22. Rabbi Judah ben Solomon Chai Alkalai (1798 – October 1878) was a Bosnian Jew Sephardic rabbi in Zemun in the Austrian Empire's Military Frontier (in present day Serbia) and one of pioneers of modern Zionism.

He became noted through his advocacy in favor of the restoration of the Jews to Palestine. By reason of some of his projects, he may justly be regarded as one of the precursors of the modern Zionists such as Theodor Herzl.

23. Yigal Allon (October 1918 – 29 February 1980) was an Israeli politician, a commander of the Palmach, and a general in the IDF. He served as one of the leaders of Ahdut HaAvoda party and the Israeli Labor party, and acting Prime Minister of Israel. He was a Knesset member and government minister from the third Knesset through the ninth.

24. Israel Zangwill (January 21, 1864 – August 1, 1926) was a British humorist and writer.
Zangwill was also involved in specifically Jewish issues as an assimilationist, an early Zionist, and a territorialist. Zangwill left the Zionist movement in 1905 to lead the Territorialist movement, advocating a Jewish homeland in whatever piece of land might be available.

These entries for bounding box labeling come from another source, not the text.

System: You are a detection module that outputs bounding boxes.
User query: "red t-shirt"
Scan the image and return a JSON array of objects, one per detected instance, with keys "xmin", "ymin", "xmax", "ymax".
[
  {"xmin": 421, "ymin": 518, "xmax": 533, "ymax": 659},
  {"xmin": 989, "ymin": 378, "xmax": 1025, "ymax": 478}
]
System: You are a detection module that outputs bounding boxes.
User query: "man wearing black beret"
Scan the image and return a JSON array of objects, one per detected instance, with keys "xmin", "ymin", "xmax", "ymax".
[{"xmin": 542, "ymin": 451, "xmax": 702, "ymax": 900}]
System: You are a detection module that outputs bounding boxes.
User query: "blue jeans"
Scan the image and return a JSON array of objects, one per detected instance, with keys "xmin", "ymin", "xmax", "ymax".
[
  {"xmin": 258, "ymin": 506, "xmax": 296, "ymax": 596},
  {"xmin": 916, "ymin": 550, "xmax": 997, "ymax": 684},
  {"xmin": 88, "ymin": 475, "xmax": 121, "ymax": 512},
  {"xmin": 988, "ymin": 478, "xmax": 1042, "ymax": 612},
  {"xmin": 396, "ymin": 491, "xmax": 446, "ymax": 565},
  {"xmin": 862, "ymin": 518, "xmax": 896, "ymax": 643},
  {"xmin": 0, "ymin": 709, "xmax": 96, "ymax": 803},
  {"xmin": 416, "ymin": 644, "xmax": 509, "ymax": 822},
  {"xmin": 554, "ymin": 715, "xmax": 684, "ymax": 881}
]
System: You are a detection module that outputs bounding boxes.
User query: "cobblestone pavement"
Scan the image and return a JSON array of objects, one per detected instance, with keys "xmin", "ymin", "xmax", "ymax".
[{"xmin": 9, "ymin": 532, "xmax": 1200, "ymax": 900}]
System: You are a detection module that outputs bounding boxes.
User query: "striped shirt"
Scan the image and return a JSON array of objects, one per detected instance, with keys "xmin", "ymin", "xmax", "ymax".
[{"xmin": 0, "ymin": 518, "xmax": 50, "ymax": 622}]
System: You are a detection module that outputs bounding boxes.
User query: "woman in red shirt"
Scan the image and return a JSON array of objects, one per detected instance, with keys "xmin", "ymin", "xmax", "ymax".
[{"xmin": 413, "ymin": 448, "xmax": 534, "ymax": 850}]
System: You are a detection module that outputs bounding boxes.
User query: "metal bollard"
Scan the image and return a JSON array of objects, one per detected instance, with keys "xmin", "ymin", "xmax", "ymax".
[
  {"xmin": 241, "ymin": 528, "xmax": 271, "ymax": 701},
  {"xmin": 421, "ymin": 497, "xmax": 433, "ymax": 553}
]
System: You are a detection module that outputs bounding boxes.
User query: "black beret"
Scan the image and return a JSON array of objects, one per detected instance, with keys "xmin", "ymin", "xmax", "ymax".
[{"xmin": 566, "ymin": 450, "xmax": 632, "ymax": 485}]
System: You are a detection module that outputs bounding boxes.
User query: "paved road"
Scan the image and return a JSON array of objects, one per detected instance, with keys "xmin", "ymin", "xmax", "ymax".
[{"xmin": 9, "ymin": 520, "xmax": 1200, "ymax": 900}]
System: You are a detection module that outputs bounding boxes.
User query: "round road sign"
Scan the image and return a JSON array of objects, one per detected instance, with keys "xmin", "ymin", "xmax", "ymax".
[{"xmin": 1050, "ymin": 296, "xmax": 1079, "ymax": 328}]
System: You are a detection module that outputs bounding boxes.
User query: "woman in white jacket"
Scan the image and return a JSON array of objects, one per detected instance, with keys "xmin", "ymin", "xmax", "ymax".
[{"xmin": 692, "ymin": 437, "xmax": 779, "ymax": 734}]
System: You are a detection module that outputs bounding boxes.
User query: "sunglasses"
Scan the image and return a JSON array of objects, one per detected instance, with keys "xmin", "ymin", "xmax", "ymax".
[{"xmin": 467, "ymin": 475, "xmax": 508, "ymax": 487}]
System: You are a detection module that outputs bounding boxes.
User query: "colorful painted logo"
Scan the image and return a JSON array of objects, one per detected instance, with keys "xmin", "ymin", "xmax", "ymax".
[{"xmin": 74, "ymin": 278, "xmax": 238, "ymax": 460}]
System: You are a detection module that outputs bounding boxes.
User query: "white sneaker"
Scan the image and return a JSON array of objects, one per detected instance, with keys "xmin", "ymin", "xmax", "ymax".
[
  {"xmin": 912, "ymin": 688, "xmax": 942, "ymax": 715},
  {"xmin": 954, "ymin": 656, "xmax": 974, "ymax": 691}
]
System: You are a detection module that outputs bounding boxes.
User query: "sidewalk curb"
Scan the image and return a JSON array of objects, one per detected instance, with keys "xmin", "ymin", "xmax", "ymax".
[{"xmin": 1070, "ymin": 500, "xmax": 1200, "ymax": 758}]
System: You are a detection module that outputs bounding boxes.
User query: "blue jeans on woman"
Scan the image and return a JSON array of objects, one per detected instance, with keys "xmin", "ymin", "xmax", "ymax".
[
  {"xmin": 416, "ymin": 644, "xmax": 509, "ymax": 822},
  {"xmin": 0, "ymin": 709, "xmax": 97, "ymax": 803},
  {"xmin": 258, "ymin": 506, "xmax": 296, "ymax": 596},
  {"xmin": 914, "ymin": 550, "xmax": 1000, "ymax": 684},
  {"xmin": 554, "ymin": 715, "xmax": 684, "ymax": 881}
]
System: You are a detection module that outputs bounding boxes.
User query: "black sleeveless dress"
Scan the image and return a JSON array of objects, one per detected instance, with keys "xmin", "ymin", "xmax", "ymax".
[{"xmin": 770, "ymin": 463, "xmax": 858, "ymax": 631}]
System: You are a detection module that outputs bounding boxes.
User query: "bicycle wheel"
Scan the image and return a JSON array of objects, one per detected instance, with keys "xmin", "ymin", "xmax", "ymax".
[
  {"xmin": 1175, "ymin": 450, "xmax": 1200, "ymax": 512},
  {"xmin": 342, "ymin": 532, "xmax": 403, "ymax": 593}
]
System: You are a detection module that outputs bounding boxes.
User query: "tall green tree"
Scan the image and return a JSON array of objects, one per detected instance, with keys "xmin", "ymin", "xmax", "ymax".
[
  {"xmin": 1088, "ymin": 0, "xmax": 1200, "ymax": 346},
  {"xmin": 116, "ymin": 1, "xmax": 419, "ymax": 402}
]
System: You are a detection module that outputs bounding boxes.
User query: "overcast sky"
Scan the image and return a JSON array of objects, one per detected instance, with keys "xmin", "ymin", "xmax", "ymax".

25. Ze'ev Jabotinsky‎; born Vladimir Yevgenyevich Zhabotinsky (18 October 1880 – 4 August 1940), was a Revisionist Zionist leader, author, poet, orator, soldier, and founder of the Jewish Self-Defense Organization in Odessa. With Joseph Trumpeldor, he co-founded the Jewish Legion of the British army in World War I and later established a number of Jewish organizations such as Beitar, Hatzohar, and the Irgun.